On November 1980, The New Yorker devoted most of an entire issue to a single essay. Beyond the extravagant length, the essay remains one of the strangest things the magazine has ever published. Written by staff writer George W. S. Trow and edited by the mercurial William Shawn, “Within the Context of No Context” is a fever dream of media criticism. In a fractured cascade of subtitled riffs (on “Pseudo-Intimacy,” “Experts,” “Celebrities,” “Magazines in the Age of Television”) that accrues its own manic momentum through prose-poem-like repetition, Trow analyzes how that great, fetid swamp of American culture—television—ruined our sensibilities, or at least warped them forever.
Published in book form the following year alongside Trow's two-part profile of Atlantic Records chairman Ahmet Ertegun, the essay received some new attention. The New York Times approved. But the true significance of “Within the Context of No Context” came as a kind of countercultural samizdat: The painter David Salle recalled passing a dog-eared copy of it to the writer Joan Juliet Buck in the 1980s, who spread it in turn. “We were a little society with a secret—we felt sorry for anyone who hadn't read it,” Salle wrote recently.

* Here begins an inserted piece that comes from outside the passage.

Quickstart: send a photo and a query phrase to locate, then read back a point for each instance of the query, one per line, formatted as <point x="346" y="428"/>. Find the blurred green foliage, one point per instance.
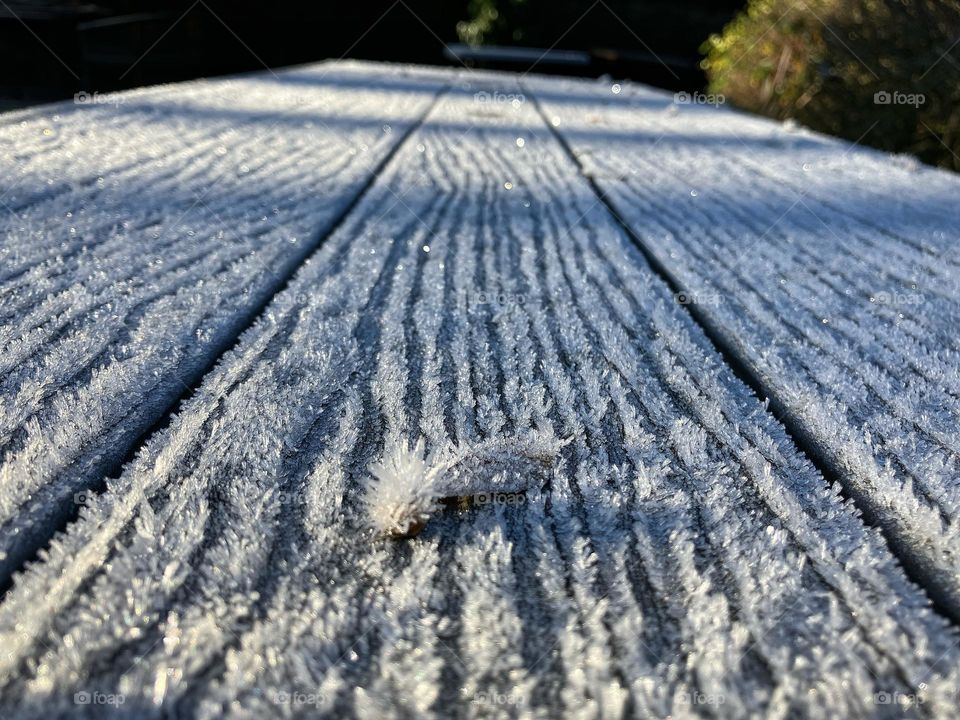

Certain essays stand as cultural landmarks: After reading them you see the world differently; they become part of your mental landscape. For many of its readers, “Within the Context of No Context” certainly belongs in that pantheon. It was republished again as a standalone book in 1997, with a new introduction called “Collapsing Dominant,” in which Trow reflected on what had changed in the two decades since the original — if anything, it was all worse.